Helen J. Neville is currently The Robert and Beverly Lewis Endowed Chair and Professor of Psychology and Neuroscience, Director of the Brain Development Lab, and Director of the Center for Cognitive Neuroscience at the University of Oregon in Eugene. Her work experience includes Director of the Laboratory for Neuropsychology at the Salk Institute. She has published in many journals such as Nature, Nature Neuroscience, Journal of Neuroscience, Journal of Cognitive Neuroscience, Cerebral Cortex and Brain Research and has made a DVD about the brain for non-scientists. She has received many honors like being elected to the American Academy of Arts and Sciences, the Board of Governors of the Cognitive Neuroscience Society, the Academic Panel of Birth to Three and is active in many educational outreach programs. She is known for her research on the role of biological constraints and experience (including music) in brain development including the study of the plasticity of auditory system.

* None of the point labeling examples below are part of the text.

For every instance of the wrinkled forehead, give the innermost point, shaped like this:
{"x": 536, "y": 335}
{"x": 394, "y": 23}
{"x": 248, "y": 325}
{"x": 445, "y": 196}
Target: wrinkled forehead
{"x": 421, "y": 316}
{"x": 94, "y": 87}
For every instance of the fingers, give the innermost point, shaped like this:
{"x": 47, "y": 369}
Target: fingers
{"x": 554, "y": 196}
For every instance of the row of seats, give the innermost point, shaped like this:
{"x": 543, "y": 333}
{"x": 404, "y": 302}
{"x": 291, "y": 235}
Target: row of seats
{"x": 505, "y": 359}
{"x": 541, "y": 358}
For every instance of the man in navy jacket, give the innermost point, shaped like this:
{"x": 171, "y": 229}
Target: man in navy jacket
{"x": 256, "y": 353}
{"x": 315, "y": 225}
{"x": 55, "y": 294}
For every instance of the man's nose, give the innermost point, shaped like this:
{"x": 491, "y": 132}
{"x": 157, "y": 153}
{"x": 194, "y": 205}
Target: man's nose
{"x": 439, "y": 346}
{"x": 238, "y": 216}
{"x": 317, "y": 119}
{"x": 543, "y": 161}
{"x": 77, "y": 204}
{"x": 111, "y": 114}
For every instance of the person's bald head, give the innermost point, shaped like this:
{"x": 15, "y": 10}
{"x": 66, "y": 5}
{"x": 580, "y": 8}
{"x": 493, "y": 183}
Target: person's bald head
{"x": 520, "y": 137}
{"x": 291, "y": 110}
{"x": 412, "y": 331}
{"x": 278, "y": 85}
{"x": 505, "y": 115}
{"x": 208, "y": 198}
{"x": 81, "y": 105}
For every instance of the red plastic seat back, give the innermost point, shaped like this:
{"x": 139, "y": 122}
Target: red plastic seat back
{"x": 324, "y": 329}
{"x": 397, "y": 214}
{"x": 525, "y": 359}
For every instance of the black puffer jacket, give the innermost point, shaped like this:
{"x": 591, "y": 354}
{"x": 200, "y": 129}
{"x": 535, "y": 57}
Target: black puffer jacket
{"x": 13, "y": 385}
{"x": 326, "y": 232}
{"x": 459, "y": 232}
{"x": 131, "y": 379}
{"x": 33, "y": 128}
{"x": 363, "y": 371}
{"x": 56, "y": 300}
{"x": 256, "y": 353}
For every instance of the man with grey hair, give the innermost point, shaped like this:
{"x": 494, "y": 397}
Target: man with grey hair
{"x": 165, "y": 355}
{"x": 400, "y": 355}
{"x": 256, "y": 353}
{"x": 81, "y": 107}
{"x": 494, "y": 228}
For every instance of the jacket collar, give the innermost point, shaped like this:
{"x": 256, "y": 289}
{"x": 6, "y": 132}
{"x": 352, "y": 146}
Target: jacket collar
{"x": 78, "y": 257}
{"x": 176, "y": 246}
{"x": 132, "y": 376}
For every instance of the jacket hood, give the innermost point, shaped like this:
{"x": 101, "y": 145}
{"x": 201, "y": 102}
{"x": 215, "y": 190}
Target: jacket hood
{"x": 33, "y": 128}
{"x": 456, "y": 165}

About the Neuronal Plasticity Prize

Founded in 1990, the Neuronal Plasticity Prize of the Fondation Ipsen has been awarded to renowned specialists around the globe. Previous winners from Montreal include Albert Aguayo (1990), Brenda Milner (1995) and Serge Rossignol (2003). For a complete list of laureates visit: http://www.ipsen.com/en/neurosciences

About Fondation Ipsen: http://www.ipsen.com/en/la-fondation-ipsen-glance-0

About the Montreal Neurological Institute and Hospital:

The Montreal Neurological Institute and Hospital — The Neuro, is a unique academic medical centre dedicated to neuroscience. The Neuro is a research and teaching institute of McGill University and forms the basis for the Neuroscience Mission of the McGill University Health Centre. Founded in 1934 by the renowned Dr. Wilder Penfield, The Neuro is recognized internationally for integrating research, compassionate patient care and advanced training, all key to advances in science and medicine. Neuro researchers are world leaders in cellular and molecular neuroscience, brain imaging, cognitive neuroscience and the study and treatment of epilepsy, multiple sclerosis and neuromuscular disorders. The Montreal Neurological Institute was named as one of the Seven Centres of Excellence in Budget 2007, which provided the MNI with $15 million in funding to support its research and commercialization activities related to neurological disease and neuroscience.